Working with images and visual data
AI2D
testSelf-reported
94.7%
ChartQA
test, accuracySelf-reported
90.8%
DocVQA
test, evaluation ANLSSelf-reported
95.2%
MathVista
testminiSelf-reported
67.7%
MMMU
Standard evaluationSelf-reported
68.3%

Other Tests

Specialized benchmarks
MMLU-Pro
5-shot method (few-shot) prompting for training model task. We we provide model 5 examples solutions mathematical tasks with steps. This allows model understand format solutions and apply approach to new task without additional settings. In this method context includes 5 examples solutions, for which should task for solutions. Model should follow that indeed format and reasoning, that and in examplesSelf-reported
77.6%
OSWorld Extended
In standard mode we we evaluate model in that form, in which she/it usually is used in real situations. Model receives prompt without instructions about that, how to solving tasks. This basic mode allows us measure performance modelSelf-reported
22.0%
OSWorld Screenshot-only
StandardSelf-reported
14.9%
TAU-bench Airline
Standard In this approach model directly generates solutions to tasks without any-or instructions. This also for comparison at various methods prompts. In its we used following format prompts: ``` task: [task] Please, task step for step. ``` However for some tasks we format, in order to follow specific instructions, in data.

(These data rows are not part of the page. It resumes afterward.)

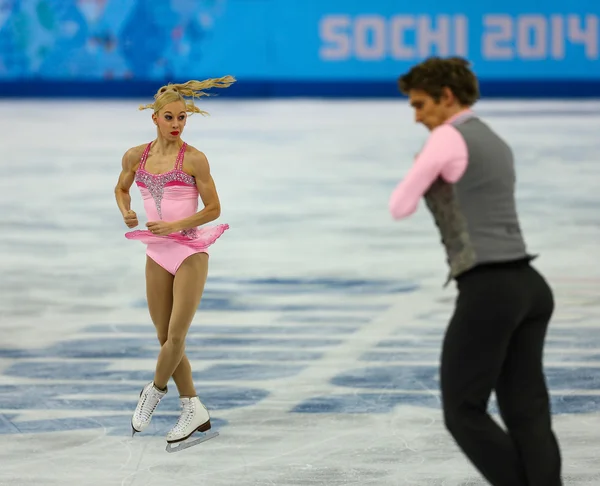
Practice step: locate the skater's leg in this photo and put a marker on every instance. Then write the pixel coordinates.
(159, 293)
(188, 286)
(522, 394)
(474, 349)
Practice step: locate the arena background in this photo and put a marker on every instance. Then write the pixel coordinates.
(294, 47)
(316, 345)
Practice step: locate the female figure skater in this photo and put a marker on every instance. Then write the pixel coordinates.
(495, 338)
(171, 175)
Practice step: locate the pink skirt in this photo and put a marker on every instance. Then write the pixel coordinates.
(201, 238)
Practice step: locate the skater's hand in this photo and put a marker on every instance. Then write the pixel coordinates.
(161, 228)
(130, 219)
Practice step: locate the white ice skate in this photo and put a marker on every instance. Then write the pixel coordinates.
(150, 397)
(194, 417)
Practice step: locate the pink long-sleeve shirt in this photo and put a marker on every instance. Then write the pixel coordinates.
(444, 155)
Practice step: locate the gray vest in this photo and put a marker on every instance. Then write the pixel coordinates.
(477, 216)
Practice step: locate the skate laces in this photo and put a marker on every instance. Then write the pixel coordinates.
(148, 404)
(187, 414)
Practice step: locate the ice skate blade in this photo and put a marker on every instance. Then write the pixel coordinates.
(179, 446)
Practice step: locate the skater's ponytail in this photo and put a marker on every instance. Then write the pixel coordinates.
(193, 89)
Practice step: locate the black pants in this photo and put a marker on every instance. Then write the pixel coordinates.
(495, 341)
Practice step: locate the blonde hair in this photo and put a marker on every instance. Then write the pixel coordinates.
(194, 89)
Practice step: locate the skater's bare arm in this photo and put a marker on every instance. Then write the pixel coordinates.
(129, 165)
(197, 165)
(444, 155)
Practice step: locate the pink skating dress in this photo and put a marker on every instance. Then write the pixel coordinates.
(170, 197)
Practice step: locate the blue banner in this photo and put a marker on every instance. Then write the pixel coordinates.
(293, 40)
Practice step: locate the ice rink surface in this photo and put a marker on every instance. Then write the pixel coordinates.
(317, 341)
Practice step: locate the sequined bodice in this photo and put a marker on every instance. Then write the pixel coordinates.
(169, 196)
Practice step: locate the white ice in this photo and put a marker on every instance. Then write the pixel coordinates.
(316, 345)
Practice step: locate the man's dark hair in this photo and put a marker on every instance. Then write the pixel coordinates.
(435, 73)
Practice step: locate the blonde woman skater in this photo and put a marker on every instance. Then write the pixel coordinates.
(171, 175)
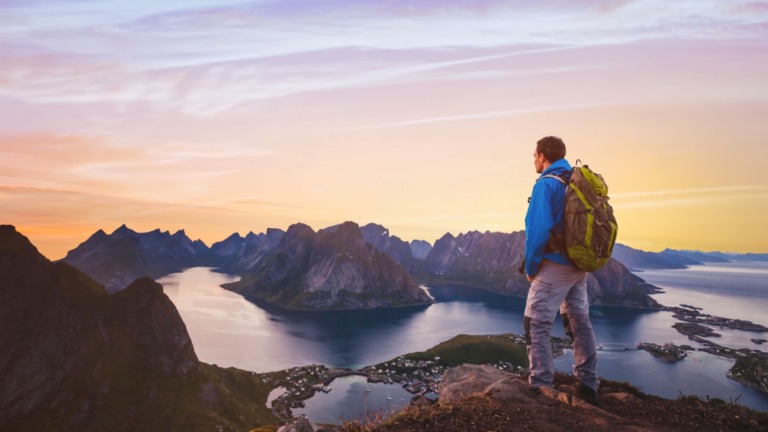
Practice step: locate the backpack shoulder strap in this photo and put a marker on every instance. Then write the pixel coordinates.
(558, 178)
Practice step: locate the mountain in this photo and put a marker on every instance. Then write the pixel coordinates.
(117, 259)
(635, 259)
(238, 254)
(334, 268)
(420, 248)
(393, 246)
(692, 257)
(75, 358)
(491, 261)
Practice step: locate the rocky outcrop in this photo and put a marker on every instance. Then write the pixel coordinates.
(75, 358)
(420, 248)
(334, 268)
(484, 260)
(117, 259)
(491, 261)
(240, 255)
(393, 246)
(614, 285)
(468, 381)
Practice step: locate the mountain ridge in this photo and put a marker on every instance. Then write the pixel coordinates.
(76, 358)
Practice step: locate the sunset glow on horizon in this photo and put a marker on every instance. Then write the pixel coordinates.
(217, 117)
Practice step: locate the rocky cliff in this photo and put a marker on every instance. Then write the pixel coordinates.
(115, 260)
(474, 397)
(397, 249)
(334, 268)
(491, 261)
(635, 259)
(240, 255)
(75, 358)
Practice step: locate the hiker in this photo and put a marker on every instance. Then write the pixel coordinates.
(555, 282)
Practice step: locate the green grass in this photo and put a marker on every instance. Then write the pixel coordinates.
(476, 350)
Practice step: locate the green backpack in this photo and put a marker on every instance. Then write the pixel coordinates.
(590, 227)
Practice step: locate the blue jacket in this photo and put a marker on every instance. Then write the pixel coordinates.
(545, 215)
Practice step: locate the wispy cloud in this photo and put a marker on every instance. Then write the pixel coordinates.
(475, 116)
(676, 198)
(205, 57)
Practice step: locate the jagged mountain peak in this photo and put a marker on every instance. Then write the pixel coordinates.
(122, 230)
(13, 242)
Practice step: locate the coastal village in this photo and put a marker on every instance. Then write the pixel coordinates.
(421, 376)
(416, 375)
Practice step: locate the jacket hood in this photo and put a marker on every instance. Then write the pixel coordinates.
(559, 167)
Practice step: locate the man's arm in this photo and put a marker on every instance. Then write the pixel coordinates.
(539, 222)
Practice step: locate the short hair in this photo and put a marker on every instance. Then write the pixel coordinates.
(552, 147)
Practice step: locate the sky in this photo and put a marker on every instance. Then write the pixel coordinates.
(218, 117)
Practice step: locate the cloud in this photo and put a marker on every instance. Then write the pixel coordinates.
(204, 57)
(675, 198)
(475, 116)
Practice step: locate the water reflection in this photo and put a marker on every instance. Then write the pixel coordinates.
(229, 331)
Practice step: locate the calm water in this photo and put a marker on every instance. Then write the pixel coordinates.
(229, 331)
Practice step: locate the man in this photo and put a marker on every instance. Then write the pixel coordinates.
(555, 282)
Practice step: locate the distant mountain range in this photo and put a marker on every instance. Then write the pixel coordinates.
(334, 268)
(348, 266)
(636, 259)
(118, 259)
(76, 358)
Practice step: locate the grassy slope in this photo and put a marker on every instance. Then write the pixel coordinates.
(476, 350)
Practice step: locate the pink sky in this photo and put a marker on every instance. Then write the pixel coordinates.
(220, 118)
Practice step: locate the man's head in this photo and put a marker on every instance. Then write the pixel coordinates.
(548, 150)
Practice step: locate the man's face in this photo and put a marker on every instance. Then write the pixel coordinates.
(538, 162)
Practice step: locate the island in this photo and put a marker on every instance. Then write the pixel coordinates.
(693, 314)
(668, 353)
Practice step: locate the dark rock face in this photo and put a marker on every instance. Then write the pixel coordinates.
(397, 249)
(691, 257)
(635, 259)
(420, 248)
(491, 261)
(118, 259)
(76, 358)
(334, 268)
(614, 285)
(56, 323)
(484, 260)
(239, 255)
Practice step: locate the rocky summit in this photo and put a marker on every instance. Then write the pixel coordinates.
(483, 398)
(334, 268)
(115, 260)
(75, 358)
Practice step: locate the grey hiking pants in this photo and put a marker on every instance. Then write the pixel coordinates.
(561, 287)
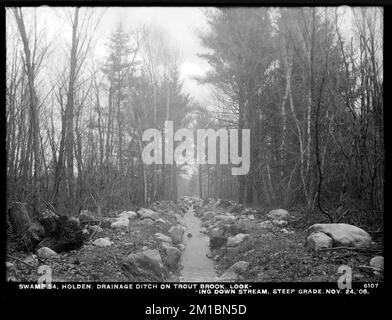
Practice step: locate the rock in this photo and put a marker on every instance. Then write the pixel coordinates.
(106, 223)
(178, 217)
(102, 242)
(377, 262)
(216, 233)
(239, 267)
(245, 224)
(49, 220)
(120, 225)
(237, 239)
(203, 230)
(147, 263)
(45, 253)
(319, 240)
(232, 229)
(162, 237)
(148, 214)
(173, 257)
(96, 229)
(86, 216)
(166, 245)
(229, 276)
(278, 214)
(35, 233)
(31, 260)
(343, 234)
(147, 222)
(68, 236)
(208, 215)
(177, 233)
(279, 223)
(161, 221)
(266, 224)
(9, 266)
(285, 231)
(216, 242)
(131, 215)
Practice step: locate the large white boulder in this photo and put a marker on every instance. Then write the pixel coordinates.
(120, 225)
(266, 225)
(96, 229)
(343, 234)
(177, 233)
(208, 215)
(147, 263)
(45, 253)
(148, 214)
(239, 267)
(162, 237)
(237, 239)
(279, 214)
(147, 222)
(319, 240)
(173, 256)
(102, 242)
(279, 223)
(127, 215)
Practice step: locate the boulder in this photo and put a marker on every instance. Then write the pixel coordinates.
(343, 234)
(160, 220)
(31, 260)
(127, 215)
(48, 220)
(105, 223)
(147, 222)
(377, 262)
(278, 214)
(45, 253)
(147, 264)
(318, 240)
(96, 229)
(279, 223)
(216, 232)
(203, 230)
(237, 239)
(208, 215)
(177, 233)
(245, 224)
(162, 237)
(239, 267)
(266, 224)
(148, 214)
(216, 242)
(120, 225)
(67, 236)
(173, 257)
(102, 242)
(86, 216)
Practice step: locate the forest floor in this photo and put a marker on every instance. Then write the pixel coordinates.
(273, 256)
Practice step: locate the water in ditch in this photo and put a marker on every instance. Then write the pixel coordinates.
(196, 266)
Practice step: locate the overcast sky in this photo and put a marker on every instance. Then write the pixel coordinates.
(181, 24)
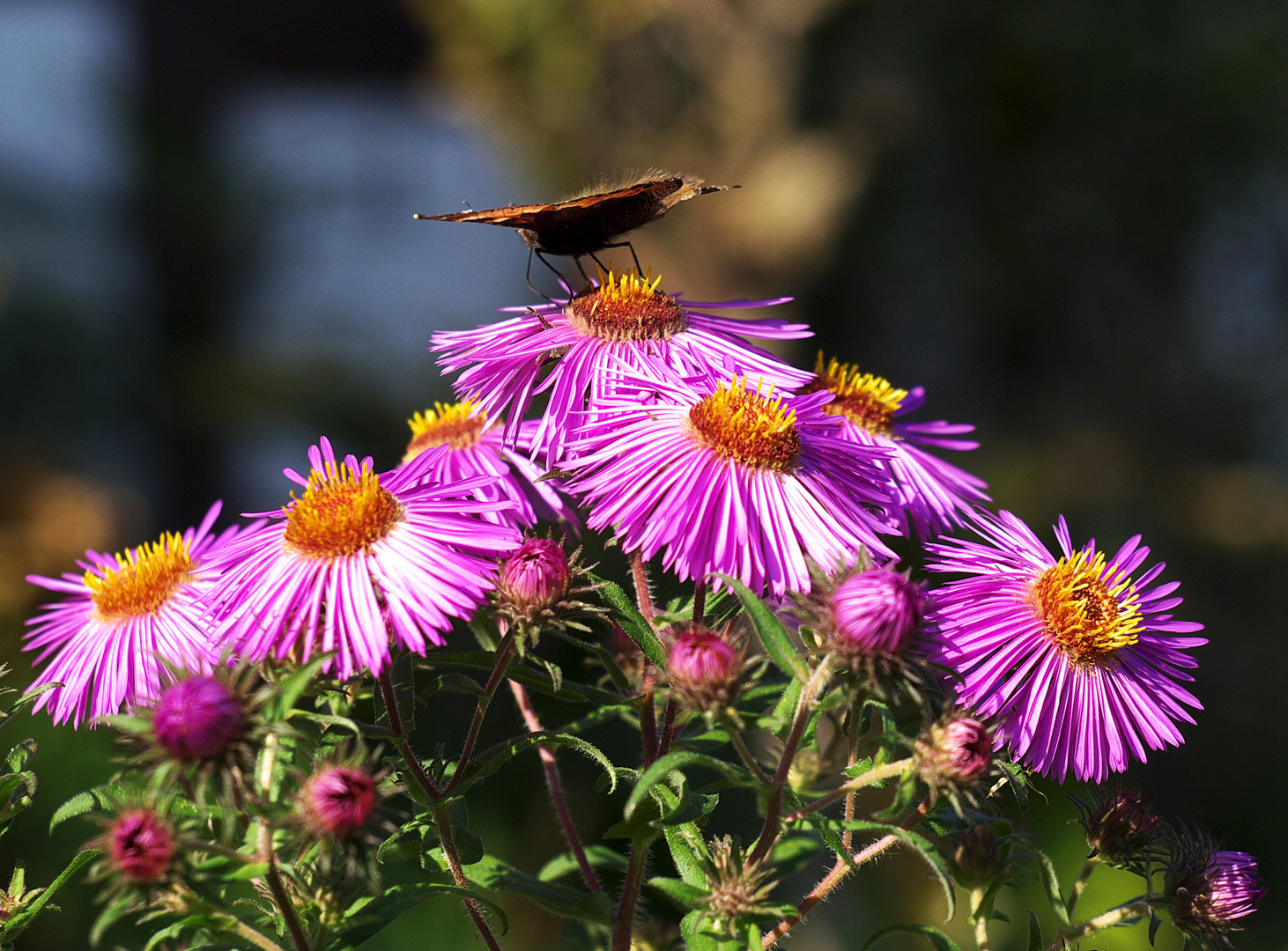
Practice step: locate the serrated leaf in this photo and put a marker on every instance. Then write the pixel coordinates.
(491, 759)
(368, 917)
(495, 875)
(771, 630)
(567, 864)
(632, 621)
(936, 937)
(679, 891)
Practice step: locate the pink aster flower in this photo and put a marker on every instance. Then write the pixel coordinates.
(359, 563)
(1077, 657)
(722, 477)
(577, 349)
(125, 618)
(930, 494)
(476, 448)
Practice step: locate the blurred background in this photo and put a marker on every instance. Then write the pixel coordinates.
(1068, 220)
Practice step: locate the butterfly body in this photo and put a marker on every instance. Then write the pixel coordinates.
(590, 223)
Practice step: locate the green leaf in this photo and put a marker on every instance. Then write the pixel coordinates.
(491, 759)
(566, 864)
(632, 621)
(675, 761)
(919, 843)
(771, 630)
(17, 925)
(679, 891)
(936, 937)
(1050, 881)
(1034, 933)
(292, 688)
(558, 900)
(368, 917)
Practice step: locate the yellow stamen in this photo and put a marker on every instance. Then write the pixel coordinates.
(750, 427)
(144, 578)
(626, 306)
(454, 424)
(342, 512)
(864, 399)
(1086, 613)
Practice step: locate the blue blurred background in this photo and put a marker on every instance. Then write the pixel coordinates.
(1068, 220)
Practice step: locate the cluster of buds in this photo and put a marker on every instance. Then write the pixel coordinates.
(735, 891)
(703, 667)
(537, 588)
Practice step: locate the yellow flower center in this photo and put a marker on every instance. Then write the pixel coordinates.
(626, 306)
(1086, 614)
(752, 429)
(144, 578)
(864, 399)
(342, 512)
(448, 423)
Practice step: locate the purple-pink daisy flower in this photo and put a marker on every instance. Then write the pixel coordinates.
(930, 494)
(577, 348)
(359, 563)
(476, 448)
(1078, 657)
(727, 479)
(125, 618)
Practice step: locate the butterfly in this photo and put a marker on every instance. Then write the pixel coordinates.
(588, 223)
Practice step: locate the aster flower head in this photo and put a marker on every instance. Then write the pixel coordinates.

For example, for tasks from GPQA we used format: ``` [task] ```Self-reported
46.0%
TAU-bench Retail
Standard AI: task, aboveSelf-reported
69.2%

License & Metadata

License
proprietary
Announcement Date
October 22, 2024
Last Updated
July 19, 2025

Similar Models

All Models

Recommendations are based on similarity of characteristics: developer organization, multimodality, parameter size, and benchmark performance. Choose a model to compare or go to the full catalog to browse all available AI models.